Considering the fact that I fell asleep during “Batman v. Superman” and the last installment of the Bale Batman series, I thought it would be a pricey nap.
I’m just a Marvel kind of gal.
Why?
- The characters are more interesting.
- The story arcs make more sense.
- There’s humor.
- I’m never bored.
Before your fans come after me with torches, let me just say that these are all just my opinions. I realize that there are DC diehards. To each his own.
But I had planned to give your version a go because people I like and respect liked it.
I had not planned to be forced to watch it after a long day of driving and this adult Capri Sun.
But Dominic insisted.
After the first five minutes featured yelling only, I knew this was not the movie for me.
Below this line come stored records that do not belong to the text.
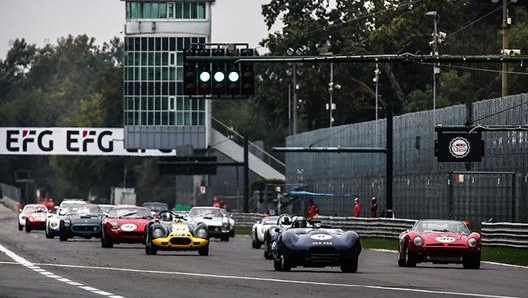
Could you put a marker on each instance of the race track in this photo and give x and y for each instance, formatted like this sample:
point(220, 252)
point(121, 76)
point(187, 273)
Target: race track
point(33, 266)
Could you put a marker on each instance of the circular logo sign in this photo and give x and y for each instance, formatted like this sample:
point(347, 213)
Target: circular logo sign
point(128, 227)
point(445, 239)
point(321, 237)
point(459, 147)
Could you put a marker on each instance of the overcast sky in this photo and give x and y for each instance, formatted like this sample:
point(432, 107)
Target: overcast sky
point(44, 21)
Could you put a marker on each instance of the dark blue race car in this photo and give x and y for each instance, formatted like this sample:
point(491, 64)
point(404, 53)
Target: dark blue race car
point(81, 221)
point(306, 246)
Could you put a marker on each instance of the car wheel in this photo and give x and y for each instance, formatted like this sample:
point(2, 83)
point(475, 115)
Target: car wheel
point(106, 242)
point(149, 248)
point(351, 266)
point(204, 251)
point(472, 262)
point(281, 264)
point(63, 236)
point(267, 250)
point(28, 228)
point(410, 258)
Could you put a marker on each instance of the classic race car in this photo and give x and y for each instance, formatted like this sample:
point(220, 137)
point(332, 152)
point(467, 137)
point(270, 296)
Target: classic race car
point(125, 224)
point(306, 246)
point(258, 230)
point(33, 217)
point(215, 218)
point(53, 220)
point(439, 242)
point(156, 207)
point(81, 220)
point(172, 232)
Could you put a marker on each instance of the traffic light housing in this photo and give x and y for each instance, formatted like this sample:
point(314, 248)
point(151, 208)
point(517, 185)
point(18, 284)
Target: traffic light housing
point(218, 72)
point(220, 75)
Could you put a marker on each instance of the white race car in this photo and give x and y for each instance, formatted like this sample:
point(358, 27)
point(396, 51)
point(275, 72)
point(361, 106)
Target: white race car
point(259, 230)
point(215, 218)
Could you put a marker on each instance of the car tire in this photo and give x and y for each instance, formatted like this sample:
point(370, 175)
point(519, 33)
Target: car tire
point(149, 248)
point(472, 262)
point(106, 242)
point(28, 228)
point(350, 266)
point(281, 264)
point(204, 251)
point(410, 258)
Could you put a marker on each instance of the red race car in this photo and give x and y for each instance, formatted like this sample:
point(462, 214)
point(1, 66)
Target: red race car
point(33, 217)
point(439, 242)
point(125, 224)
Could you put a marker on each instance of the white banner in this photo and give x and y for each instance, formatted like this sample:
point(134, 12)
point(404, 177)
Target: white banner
point(69, 141)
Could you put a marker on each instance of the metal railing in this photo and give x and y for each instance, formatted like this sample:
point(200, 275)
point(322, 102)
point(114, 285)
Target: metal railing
point(505, 234)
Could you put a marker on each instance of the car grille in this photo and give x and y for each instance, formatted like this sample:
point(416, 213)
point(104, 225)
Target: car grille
point(85, 228)
point(180, 241)
point(445, 245)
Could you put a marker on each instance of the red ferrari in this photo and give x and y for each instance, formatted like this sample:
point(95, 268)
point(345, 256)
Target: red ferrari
point(33, 217)
point(125, 224)
point(439, 242)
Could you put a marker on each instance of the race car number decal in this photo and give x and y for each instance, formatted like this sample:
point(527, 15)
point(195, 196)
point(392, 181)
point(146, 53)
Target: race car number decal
point(321, 237)
point(128, 227)
point(445, 239)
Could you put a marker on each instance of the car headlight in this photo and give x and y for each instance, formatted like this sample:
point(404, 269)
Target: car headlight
point(201, 233)
point(158, 233)
point(418, 241)
point(472, 242)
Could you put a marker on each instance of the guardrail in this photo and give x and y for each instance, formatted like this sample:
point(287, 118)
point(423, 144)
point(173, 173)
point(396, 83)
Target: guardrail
point(366, 227)
point(505, 234)
point(493, 234)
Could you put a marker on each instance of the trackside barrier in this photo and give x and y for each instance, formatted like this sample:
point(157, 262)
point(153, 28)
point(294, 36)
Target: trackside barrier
point(505, 234)
point(365, 227)
point(493, 234)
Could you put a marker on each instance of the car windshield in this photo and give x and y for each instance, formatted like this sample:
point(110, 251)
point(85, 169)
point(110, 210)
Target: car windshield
point(84, 209)
point(270, 220)
point(130, 212)
point(35, 208)
point(205, 212)
point(428, 226)
point(156, 207)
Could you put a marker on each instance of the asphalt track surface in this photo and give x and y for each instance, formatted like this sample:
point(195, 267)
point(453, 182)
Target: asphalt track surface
point(33, 266)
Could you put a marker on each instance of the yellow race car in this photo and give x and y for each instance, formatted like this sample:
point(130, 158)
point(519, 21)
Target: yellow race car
point(169, 231)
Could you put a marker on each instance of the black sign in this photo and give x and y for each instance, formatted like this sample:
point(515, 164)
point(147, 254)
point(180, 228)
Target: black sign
point(459, 146)
point(188, 165)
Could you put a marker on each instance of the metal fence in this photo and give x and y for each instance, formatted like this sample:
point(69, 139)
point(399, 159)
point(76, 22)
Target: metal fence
point(422, 187)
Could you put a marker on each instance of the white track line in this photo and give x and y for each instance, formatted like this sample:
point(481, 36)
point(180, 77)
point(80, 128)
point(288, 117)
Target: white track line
point(20, 260)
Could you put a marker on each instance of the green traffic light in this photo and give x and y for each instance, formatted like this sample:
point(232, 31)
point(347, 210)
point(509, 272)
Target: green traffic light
point(233, 76)
point(205, 76)
point(219, 76)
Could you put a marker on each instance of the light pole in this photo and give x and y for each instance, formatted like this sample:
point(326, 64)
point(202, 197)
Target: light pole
point(331, 86)
point(434, 44)
point(294, 72)
point(376, 82)
point(504, 27)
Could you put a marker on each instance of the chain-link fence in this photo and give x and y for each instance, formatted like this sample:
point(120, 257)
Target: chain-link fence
point(422, 186)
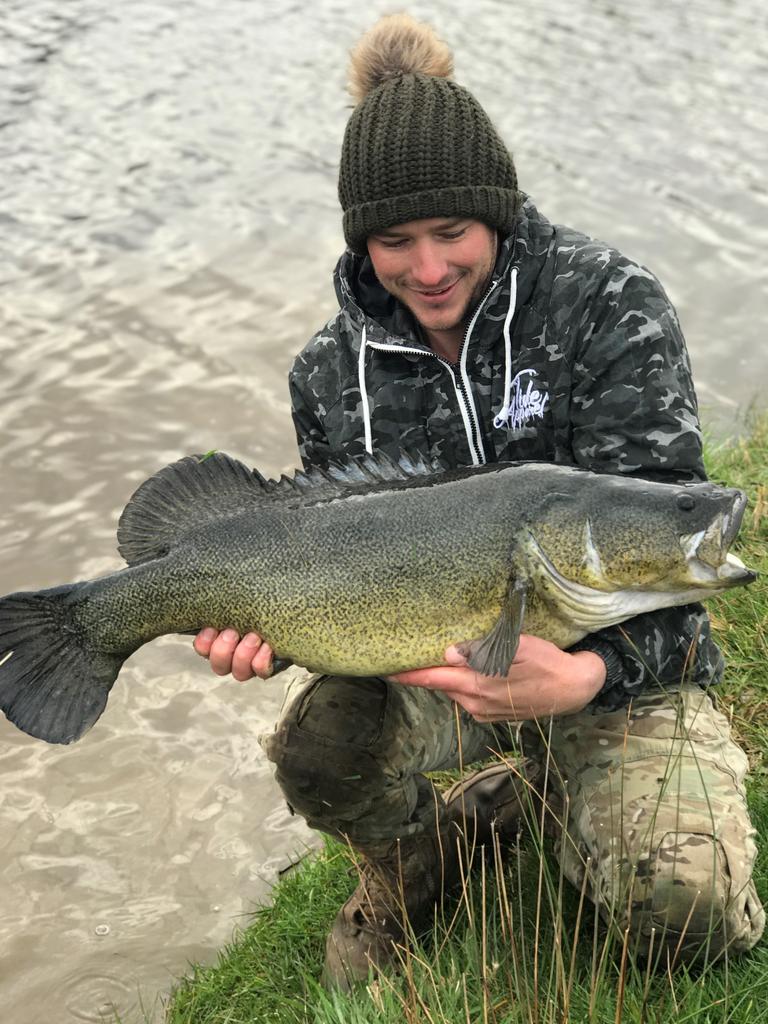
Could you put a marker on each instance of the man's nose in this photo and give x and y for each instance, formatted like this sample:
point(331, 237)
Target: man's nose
point(430, 267)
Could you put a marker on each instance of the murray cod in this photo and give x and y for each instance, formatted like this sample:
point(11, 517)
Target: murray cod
point(368, 567)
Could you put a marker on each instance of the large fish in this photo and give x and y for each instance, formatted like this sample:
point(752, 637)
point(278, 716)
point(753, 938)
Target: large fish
point(369, 567)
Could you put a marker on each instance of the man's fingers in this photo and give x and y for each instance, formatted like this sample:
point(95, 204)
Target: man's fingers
point(222, 650)
point(243, 656)
point(460, 679)
point(261, 663)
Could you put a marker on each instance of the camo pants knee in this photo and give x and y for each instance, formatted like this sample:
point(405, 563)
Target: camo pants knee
point(350, 754)
point(656, 826)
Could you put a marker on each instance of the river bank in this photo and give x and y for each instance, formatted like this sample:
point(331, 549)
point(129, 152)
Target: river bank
point(518, 945)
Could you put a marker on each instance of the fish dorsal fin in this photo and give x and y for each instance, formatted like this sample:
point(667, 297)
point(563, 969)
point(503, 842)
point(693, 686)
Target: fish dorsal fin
point(198, 489)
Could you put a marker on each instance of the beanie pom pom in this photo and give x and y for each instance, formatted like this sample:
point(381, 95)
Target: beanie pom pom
point(396, 45)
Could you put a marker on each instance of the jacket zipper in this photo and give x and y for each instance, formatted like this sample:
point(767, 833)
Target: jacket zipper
point(462, 385)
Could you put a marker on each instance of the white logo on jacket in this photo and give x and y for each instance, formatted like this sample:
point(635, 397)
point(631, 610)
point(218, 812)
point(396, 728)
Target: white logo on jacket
point(523, 403)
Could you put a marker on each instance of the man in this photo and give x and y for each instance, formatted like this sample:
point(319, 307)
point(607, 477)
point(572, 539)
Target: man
point(473, 329)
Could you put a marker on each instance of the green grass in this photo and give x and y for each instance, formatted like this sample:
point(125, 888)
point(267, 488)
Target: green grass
point(518, 945)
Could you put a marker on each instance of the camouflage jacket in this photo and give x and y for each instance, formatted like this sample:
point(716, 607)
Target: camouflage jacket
point(574, 356)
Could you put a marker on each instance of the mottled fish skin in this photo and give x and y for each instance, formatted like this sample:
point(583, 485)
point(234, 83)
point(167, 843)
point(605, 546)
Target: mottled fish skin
point(599, 344)
point(383, 581)
point(360, 571)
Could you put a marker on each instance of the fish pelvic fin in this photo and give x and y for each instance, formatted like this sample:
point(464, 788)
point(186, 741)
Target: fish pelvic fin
point(198, 489)
point(51, 685)
point(494, 654)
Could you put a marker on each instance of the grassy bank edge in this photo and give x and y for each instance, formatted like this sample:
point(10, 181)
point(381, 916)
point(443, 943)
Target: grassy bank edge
point(463, 973)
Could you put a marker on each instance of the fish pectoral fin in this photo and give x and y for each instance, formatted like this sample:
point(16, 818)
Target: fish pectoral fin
point(494, 654)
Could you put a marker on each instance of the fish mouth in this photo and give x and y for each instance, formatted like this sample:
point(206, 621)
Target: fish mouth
point(709, 560)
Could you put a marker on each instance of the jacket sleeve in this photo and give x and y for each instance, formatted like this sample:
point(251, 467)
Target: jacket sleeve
point(634, 412)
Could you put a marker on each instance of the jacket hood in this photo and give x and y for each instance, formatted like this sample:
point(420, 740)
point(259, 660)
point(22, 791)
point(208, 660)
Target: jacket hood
point(365, 300)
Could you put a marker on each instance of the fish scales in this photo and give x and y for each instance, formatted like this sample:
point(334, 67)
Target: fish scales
point(368, 568)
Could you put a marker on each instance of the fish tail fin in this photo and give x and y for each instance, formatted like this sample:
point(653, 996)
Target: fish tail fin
point(52, 685)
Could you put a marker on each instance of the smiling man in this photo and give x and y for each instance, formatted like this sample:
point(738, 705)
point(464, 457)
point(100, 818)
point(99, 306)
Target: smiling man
point(473, 330)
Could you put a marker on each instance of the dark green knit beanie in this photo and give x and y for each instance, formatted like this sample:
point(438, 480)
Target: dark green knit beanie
point(418, 144)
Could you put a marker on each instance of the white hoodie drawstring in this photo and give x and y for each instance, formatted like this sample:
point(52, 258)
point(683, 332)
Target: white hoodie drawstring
point(503, 416)
point(364, 393)
point(500, 420)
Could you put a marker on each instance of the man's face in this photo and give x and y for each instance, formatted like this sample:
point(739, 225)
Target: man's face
point(438, 267)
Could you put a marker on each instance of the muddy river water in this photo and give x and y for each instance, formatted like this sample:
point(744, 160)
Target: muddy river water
point(168, 226)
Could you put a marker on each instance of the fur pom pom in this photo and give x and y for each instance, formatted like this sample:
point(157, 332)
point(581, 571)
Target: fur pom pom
point(397, 44)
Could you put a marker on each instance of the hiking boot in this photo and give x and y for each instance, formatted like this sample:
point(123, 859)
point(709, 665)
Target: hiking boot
point(501, 800)
point(400, 883)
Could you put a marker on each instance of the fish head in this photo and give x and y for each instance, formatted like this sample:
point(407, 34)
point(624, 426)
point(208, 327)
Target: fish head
point(624, 534)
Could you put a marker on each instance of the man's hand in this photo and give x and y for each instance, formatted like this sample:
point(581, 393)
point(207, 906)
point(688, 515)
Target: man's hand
point(226, 652)
point(543, 680)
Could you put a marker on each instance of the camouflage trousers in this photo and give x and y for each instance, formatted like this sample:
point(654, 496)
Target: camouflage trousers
point(654, 825)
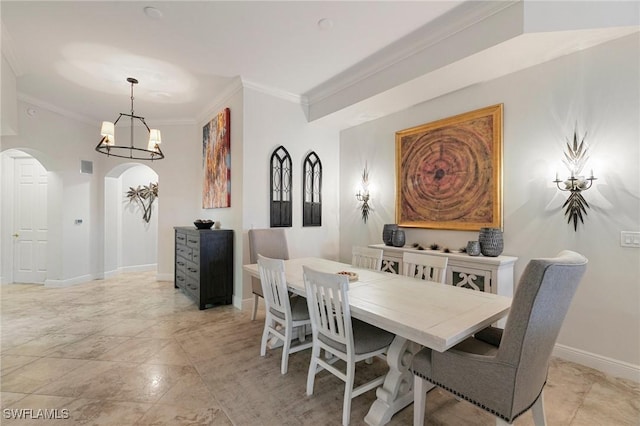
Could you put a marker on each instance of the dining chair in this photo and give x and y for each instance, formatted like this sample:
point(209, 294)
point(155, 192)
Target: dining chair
point(272, 243)
point(289, 313)
point(424, 266)
point(339, 335)
point(504, 371)
point(366, 257)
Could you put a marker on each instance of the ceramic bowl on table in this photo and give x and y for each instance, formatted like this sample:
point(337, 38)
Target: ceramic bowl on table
point(203, 224)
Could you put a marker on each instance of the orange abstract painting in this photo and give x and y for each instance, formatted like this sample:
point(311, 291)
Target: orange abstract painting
point(216, 161)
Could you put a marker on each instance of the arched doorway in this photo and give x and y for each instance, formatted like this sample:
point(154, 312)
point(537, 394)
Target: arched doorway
point(24, 218)
point(131, 242)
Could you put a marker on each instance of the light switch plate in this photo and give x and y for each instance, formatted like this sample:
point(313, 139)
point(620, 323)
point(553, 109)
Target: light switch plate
point(630, 239)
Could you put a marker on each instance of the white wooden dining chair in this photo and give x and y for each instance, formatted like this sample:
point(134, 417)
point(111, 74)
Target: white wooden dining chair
point(424, 266)
point(284, 314)
point(335, 332)
point(366, 257)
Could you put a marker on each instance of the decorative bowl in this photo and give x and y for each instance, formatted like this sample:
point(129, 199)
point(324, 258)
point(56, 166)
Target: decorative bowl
point(203, 224)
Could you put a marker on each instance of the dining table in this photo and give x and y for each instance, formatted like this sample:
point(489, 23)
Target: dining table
point(420, 313)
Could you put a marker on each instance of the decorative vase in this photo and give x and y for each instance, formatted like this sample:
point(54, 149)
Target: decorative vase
point(397, 238)
point(387, 233)
point(491, 241)
point(473, 248)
Me: How long does this screaming last?
Dominic: [lengthy plot explanation]
Me: I don’t want to know the plot. I’m watching it. I should be able just to watch this movie without back story.
How have I seen loads of DC movies and never seen/heard of Steppenwolf (the hammerhead supervillain made of what looks like razor blades)? Was I napping?
Why is Wonder Woman wearing a club dress to work?
Why does Aquaman even bother with shirts if he’s just going to leave them littering beaches?
I made it 38 minutes before I settled in for my DC nap.
You know it’s bad when Jason Momoa doesn’t hold my interest.
Even Eddie, who likes DC movies, was forced to watch it alone after three other people fell asleep on him twice.
This morning, Dominic made me watch the Flash scene where he saves Iris. Yes, it was cute. This is a good version of Flash. Also the comic relief. And I like Batfleck. (But he’s no Keaton.)
Still.
Four hours? Six chapters plus an epilogue? Lord.
But you know what? My opinion doesn’t matter. You have three fans IN MY OWN HOUSE to counteract me.
So good for you, and I wish you all the best. You seem like a really nice guy.
And maybe I’ll try again some other time.